Democracy, when placed in the hands of ruling castes, does not fail by accident – it works precisely as it should. It produces not the emancipatory effects it promises, but their inversion. As Ambedkar warned, postcolonial India simply transferred power into upper-caste hands; what we witness is not the betrayal of democracy, but its caste-saturated realization.
“Democracy, when placed in the hands of ruling castes, does not fail by accident – it works precisely as it should.”
The post-Ambedkar Dalit intelligentsia plays its role here with tragic precision. By reducing politics to autobiographical guilt and recognition, it prevents Ambedkar’s radical doubt from becoming a political program. The Dalit middle class and bureaucracy do not oppose the state; they mediate it, translating structural violence into the language of recognition.
Thus, Dalits are not only oppressed – they are administered. Contained within welfare and surveillance, they are allowed culture, even “agency,” but only within the structure as it remains legible to the Master. Recognition replaces transformation.

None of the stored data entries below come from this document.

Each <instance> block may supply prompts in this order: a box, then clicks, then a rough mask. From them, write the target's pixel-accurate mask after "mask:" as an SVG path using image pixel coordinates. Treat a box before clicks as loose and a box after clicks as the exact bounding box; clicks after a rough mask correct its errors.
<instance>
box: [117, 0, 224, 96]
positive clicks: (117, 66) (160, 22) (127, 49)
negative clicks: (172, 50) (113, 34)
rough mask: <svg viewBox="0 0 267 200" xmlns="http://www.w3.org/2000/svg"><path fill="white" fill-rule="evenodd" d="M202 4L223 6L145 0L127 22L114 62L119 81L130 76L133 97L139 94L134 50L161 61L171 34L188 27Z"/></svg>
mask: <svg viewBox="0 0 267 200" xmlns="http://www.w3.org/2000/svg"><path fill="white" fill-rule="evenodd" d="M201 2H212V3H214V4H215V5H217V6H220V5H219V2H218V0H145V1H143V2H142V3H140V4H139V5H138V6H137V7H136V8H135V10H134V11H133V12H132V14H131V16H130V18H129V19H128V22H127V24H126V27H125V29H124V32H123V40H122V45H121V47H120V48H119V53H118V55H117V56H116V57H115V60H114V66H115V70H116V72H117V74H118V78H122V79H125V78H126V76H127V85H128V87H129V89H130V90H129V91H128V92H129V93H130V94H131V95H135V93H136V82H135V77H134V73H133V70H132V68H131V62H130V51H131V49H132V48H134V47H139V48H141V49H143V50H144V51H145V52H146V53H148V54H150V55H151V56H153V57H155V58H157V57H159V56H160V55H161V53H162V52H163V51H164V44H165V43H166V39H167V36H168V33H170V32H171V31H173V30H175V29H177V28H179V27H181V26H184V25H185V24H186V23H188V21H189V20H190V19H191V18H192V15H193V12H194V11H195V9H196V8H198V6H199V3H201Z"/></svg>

Even the grand celebration of Ambedkar Jayanti bears this contradiction. It signals an unconscious awareness that the struggle is too vast, too prolonged – and that the failure of democracy is so traumatic that it must be overperformed as celebration. Ambedkar did not see this as ritual but as war: “The problem of Untouchability is a matter of class struggle," he advised.
The real question, then, is not whether we read Ambedkar, but whether we dare to inherit his anger – or whether we are even afraid to be angry?
Ambedkar said against the passivity:
“It must be remembered… without the use of force all ideals remain empty; without purpose, activity becomes mere fruitless fooling".